私は“落ちこぼれ”だったんですよ。お店に立つのが恐くて、この仕事を私は続けられるのか不安になりましたね。当時は、お客様に最初の「お声がけ」をして、断られたらどうしようとか、いまはゆっくり商品を見たいのかななどと、いろいろ考えすぎてしまっていました。考えれば考えるほど声がかけられない、でも自分以外の販売員はどんどん声をかけている。そういうことが、とても不安で怖く、苦しい毎日でした。

先輩を観察することでたくさんのヒントをもらった

─その不安を払拭するきっかけのようなものはあったのですか?

落ちこぼれだった私は、「なぜ同じ店で同じ服を売っているのに、売上にこんなに差が出るんだろう」と考えて、まず、同じお店にいる先輩の真似をすることから始めてみることにしました。それと、先輩がどんなふうに接客しているのかを、時間を見つけてはメモ帳に書き残すようにしたのです。私が今の講師やアドバイザーの仕事ができているのも、その時の先輩たちのおかげだと思います。

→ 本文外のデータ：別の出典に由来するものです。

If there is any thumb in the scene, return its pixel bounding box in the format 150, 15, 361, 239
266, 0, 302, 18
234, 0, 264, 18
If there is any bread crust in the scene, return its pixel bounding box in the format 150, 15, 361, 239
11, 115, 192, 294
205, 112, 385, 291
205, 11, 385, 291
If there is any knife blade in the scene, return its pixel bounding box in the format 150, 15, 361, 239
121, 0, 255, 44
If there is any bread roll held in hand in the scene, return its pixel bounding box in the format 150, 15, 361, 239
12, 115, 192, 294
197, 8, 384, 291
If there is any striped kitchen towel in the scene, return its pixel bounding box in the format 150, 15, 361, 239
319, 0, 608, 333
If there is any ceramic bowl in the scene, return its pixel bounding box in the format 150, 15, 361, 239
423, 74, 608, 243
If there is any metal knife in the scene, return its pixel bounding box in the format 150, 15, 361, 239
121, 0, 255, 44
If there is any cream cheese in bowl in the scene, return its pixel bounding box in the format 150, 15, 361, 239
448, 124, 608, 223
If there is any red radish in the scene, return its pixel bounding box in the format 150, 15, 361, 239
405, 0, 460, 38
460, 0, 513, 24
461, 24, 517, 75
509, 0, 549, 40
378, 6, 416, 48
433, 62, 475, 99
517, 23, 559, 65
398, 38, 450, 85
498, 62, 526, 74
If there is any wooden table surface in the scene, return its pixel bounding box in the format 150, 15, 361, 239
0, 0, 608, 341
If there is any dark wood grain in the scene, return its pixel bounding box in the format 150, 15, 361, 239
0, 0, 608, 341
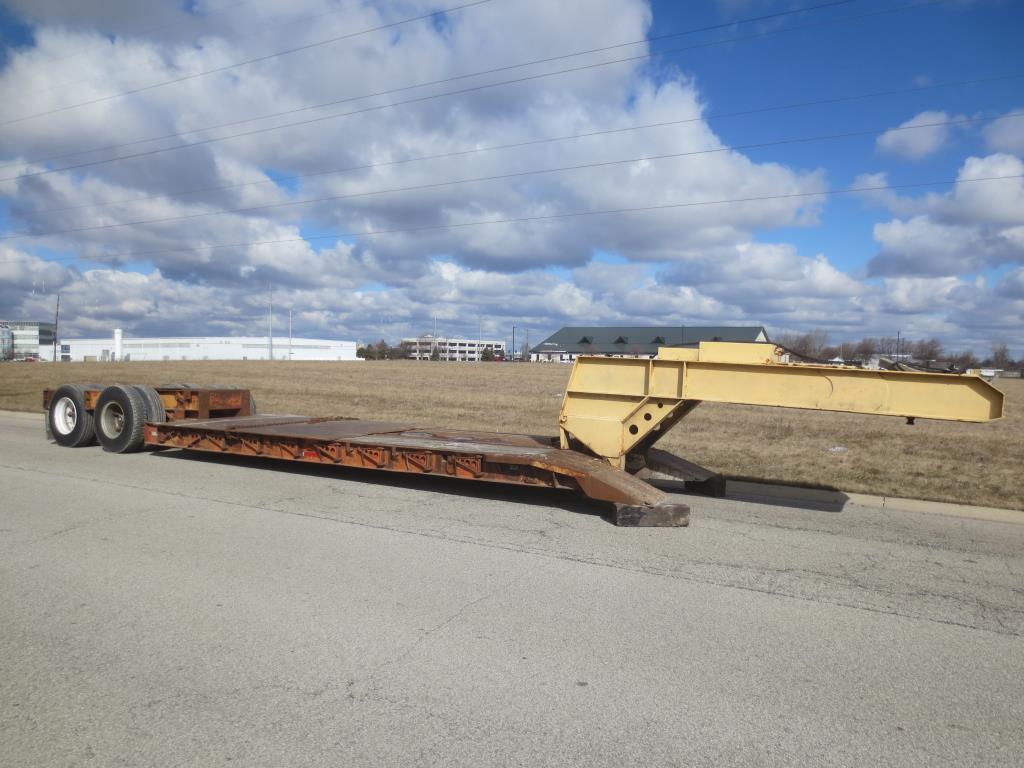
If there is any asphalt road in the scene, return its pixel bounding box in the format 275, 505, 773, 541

当時は、うまく声をかけられなくて困っていたので、まずは「最初のアプローチ」に注目して先輩の動きや言葉を観察するようにしました。すぐに真似しやすいのは、やはり言葉です。先輩を観察していると、「ああ、そんな風に言えば、お客様の反応がいいんだ!」など、たくさんのヒントがありました。いざ自分も実践してみると、たしかにお客様の反応が全然違うことに気づいたんです。

そうした経験を重ねるうちに、「接客は“ちょっとしたひと言”を変えるだけで売上があがる」ことを実感しました。それを意識すると、一気に変りましたね。お客様とも自然な会話ができるようになりましたし、いつのまにか会社のなかでもトップの売上をあげていました。

誰が使っても効果がある黄金フレーズは少ない

─やはり売上トップクラスの人が使っている特別な言葉があるのですか?

前提として、接客の技術などは、人によるところが大きいんですね。いわゆる「キャラ」ですね。例えば、先輩が言うとお買い上げにつながる言葉を、私がそのまま言ってもうまくいかないということも少なくありません。「その人のキャラだから許される」こともあるんですね。

ですから「売上を上げられる人は、みんなこんな言葉を使っている」という黄金フレーズのようなものは、実はあるようであんまりないと私は感じています。キャラの違う人を真似してみても、うまくいかないこともよくありました。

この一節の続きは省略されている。